Conan the Barbarian (1982)
Do you want to live forever?
THE SUMMARY: A boy’s mother and father are murdered in an attack on his village, he grows hulking strong, and then after raiding a few places and banging a few chicks, he kills the guy who did it. The story is lame, the action is bad, and the effects are cheesy. I love most ‘80s Arnold movies. This ain’t one.
FROM MOVIE-PICKER BRANDY: Arnold's star-making role as one of the most influential sword-and-sorcery heroes of modern nerd literature. And one of the best soundtracks ever put to film.
JAMIE AND JEANNE’S AI FACESWAPS:
THE BEST:
There are some glimmers of decent philosophy: For a campy ‘80s action movie, there are a few brief moments of depth.
What is steel compared to flesh?: When Thulsa Doom has Conan captive, he says ‘there was a time when I searched for steel… Steel isn’t strong, boy. Flesh is stronger… What is steel compared to the hand that wields it?’ This monologue is profound for two reasons: 1) a weapon on its own is of little use. It still requires human proficiency to operate. Remember this with your own weapons, and prepare and train accordingly. And 2) material resources are of little value compared to life itself. Riches mean nothing if you don’t build a family. Power means nothing if you don’t build a family. All other resources are valuable only to the extent they support family. Otherwise, they’re just stuff.
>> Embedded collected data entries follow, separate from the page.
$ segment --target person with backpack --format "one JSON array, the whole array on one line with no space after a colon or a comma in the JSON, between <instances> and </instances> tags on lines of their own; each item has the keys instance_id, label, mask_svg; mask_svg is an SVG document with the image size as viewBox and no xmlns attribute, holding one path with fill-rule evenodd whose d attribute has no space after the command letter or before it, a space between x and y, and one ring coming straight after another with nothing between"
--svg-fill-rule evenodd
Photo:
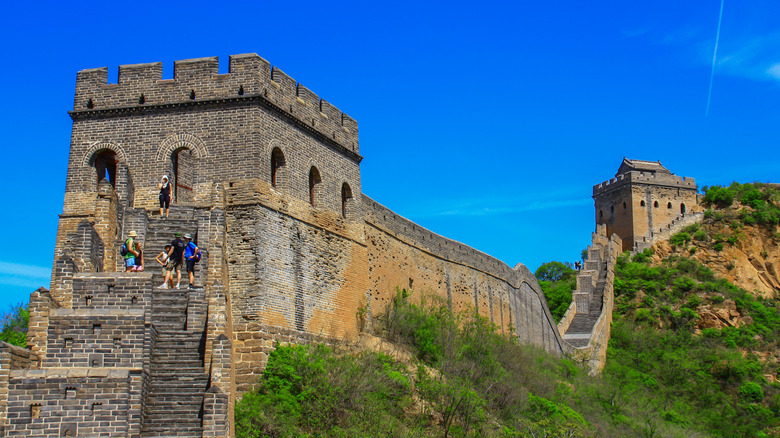
<instances>
[{"instance_id":1,"label":"person with backpack","mask_svg":"<svg viewBox=\"0 0 780 438\"><path fill-rule=\"evenodd\" d=\"M129 272L135 266L135 258L138 256L138 251L135 247L135 238L138 234L135 231L130 231L128 239L122 244L122 249L119 250L119 254L125 257L125 272Z\"/></svg>"},{"instance_id":2,"label":"person with backpack","mask_svg":"<svg viewBox=\"0 0 780 438\"><path fill-rule=\"evenodd\" d=\"M173 269L176 270L176 287L179 288L181 284L181 264L184 258L184 242L180 239L181 233L178 231L173 235L174 239L171 242L171 249L168 250L168 255L173 261ZM173 283L173 273L171 273L171 283Z\"/></svg>"},{"instance_id":3,"label":"person with backpack","mask_svg":"<svg viewBox=\"0 0 780 438\"><path fill-rule=\"evenodd\" d=\"M184 260L187 262L187 275L189 276L189 289L195 289L195 263L200 260L200 249L192 241L192 235L185 234Z\"/></svg>"}]
</instances>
The riddle of steel: Before Conan’s father is killed, he tells Conan ‘the riddle of steel.’ He says you can’t trust anything in this world, except one thing: ‘this’ you can trust. ‘This’ implicitly is the sword, but Conan’s father leaves him with a challenge: to find the riddle and the answer to it. Conan later does, revising his tactics to defeat Thulsa Doom. There’s wisdom here too - half of finding the answers in life is asking the right questions. Questions are, after all, aimed at solutions, and if the aim is way off, the answers will be too. Learning how to think critically, as in, how to ask the right questions, is perhaps life’s greatest skill. If you don’t know what the right questions are, ask all the questions, until the right ones become clear.
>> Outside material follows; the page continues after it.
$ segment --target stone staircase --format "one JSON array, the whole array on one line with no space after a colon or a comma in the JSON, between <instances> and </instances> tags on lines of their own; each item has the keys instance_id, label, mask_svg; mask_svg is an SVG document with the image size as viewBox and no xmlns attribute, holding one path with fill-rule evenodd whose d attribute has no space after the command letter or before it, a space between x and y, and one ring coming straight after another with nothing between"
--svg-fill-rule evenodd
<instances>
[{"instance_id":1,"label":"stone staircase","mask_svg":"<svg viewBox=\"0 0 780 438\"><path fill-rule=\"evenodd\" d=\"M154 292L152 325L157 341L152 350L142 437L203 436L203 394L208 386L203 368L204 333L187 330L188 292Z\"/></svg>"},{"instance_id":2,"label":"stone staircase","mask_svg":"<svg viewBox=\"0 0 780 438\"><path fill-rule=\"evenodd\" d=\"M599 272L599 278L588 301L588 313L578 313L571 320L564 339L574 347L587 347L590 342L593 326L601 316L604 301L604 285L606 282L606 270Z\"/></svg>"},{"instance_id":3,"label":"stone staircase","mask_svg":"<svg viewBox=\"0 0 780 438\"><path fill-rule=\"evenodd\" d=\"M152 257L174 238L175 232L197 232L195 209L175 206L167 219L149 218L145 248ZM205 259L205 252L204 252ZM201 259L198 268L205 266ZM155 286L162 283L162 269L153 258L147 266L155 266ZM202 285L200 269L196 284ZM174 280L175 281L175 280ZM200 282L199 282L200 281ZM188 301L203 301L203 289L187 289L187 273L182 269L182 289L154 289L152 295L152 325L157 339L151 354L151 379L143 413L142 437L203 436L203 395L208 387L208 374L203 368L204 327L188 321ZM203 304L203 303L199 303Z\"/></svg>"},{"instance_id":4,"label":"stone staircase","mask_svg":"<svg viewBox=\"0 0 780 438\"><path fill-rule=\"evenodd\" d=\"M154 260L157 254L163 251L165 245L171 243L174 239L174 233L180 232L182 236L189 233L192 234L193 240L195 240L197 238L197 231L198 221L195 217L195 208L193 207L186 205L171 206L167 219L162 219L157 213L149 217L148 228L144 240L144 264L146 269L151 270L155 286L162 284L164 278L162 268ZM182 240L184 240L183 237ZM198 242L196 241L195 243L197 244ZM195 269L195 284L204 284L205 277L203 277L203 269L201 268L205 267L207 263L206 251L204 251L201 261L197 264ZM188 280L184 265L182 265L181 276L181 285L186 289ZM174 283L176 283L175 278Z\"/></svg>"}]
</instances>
Some of the action is hilarious: The sword play and the rest of the action is very dated, but there were a few pieces of the action that had me laughing out loud, almost entirely in the final battle. The totally disrespectful horseback butt stab on the guy on the ground bleeding out. The ridiculous mousetrap-style impalement. And before all that, a crucified Conan defeating a vulture by mouth alone. What a champ.
THE WORST:
It’s just a revenge story made needlessly complicated: There’s a lot of dress-up on what is a very simple story: guy kills kid’s parents. Kid grows up big and strong. Kid-now-man kills guy. The end. And there are great movies built on that format - see The Lion King. The problem is Conan’s dressing doesn’t have the depth that The Lion King does. The characters are much less interesting and endearing. The ‘lessons’ are much more confusing. Instead of emphasizing philosophy, wisdom, and one’s place in the world, we get bad action and sex scenes. It’s just ‘you killed my parents, so now I kill you.’ But I guess that’s on-brand. Very ‘barbarian,’ indeed.
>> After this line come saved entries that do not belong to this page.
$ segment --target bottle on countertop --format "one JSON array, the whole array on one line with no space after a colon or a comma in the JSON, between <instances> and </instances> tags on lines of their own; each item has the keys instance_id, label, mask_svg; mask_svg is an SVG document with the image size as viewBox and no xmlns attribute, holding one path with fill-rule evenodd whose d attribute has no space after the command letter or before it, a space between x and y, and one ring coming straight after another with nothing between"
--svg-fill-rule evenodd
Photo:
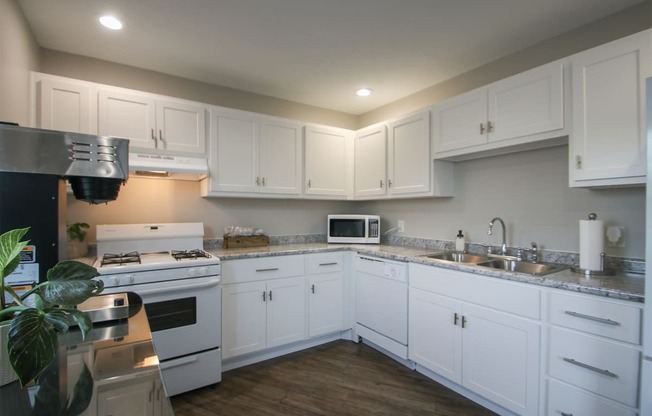
<instances>
[{"instance_id":1,"label":"bottle on countertop","mask_svg":"<svg viewBox=\"0 0 652 416\"><path fill-rule=\"evenodd\" d=\"M464 234L462 234L462 230L459 230L455 237L455 251L464 252Z\"/></svg>"}]
</instances>

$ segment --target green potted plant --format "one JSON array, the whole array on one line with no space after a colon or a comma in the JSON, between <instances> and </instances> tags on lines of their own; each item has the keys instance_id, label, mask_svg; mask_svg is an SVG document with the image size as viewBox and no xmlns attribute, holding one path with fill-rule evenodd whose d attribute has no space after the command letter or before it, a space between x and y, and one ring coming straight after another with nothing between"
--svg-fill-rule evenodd
<instances>
[{"instance_id":1,"label":"green potted plant","mask_svg":"<svg viewBox=\"0 0 652 416\"><path fill-rule=\"evenodd\" d=\"M85 222L76 222L68 225L68 258L78 259L88 254L88 241L86 241L86 228L90 225Z\"/></svg>"},{"instance_id":2,"label":"green potted plant","mask_svg":"<svg viewBox=\"0 0 652 416\"><path fill-rule=\"evenodd\" d=\"M56 356L57 336L79 326L82 336L92 329L90 318L75 308L104 289L94 267L78 261L62 261L47 272L47 281L18 295L5 285L5 277L20 263L21 241L29 228L0 235L0 330L7 342L0 345L21 385L37 380ZM7 302L5 294L11 302ZM0 363L0 366L6 364ZM4 370L4 369L2 369Z\"/></svg>"}]
</instances>

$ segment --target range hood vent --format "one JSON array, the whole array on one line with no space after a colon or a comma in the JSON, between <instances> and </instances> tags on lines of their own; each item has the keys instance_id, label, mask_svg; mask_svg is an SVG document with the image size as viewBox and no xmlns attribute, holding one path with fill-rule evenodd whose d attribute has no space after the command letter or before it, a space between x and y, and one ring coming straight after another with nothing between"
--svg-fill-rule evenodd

I get it - they had sex: Please - just stop. I’d rather watch Top Gun sex again. Or even Enemy at the Gates sex. These are long and hard… to watch. I don’t need a multi-minute soft porn scene to understand. P in V, good times were had. Great. Move on. Although I will say Arnold getting a few extra pumps in before chucking that witch into the fire almost made it worth it. Hilarious.
Some terrible effects: The snake fight is one of the worst looking movie effects I’ve ever seen. It was ‘82, yes, but this is the same era of the original Star Wars, Indiana Jones, Alien, and many more that achieved much more impressive things. You might see better puppeteering on a high school play stage these days. Woof.
How do you make James Earl Jones lame?: I thought the man was un-lame-able. I was wrong. What is this haircut? What is his weak-ass fighting prowess? He didn’t even put up a fight, actually - he just let Conan chop him. At least they gave him a cool helmet, but damn. He’s like if Lloyd Christmas from Dumb and Dumber became a villain you’re supposed to take seriously. You can’t.
Plus it’s odd this movie closely parallels James Earl Jones’ finest role, and the most famous line from it: Darth Vader’s ‘I am your father.’ In this movie, at the final confrontation, Thulsa Doom says to Conan, ‘you have come to me, my son. For who now is your father if it is not me?’ Of course Thulsa Doom is not actually Conan’s father, but his point is that he gave Conan a second chance at life, and the wisdom and will to live it.
Conan cheapens everything about James Earl Jones, right down to his lifetime performance.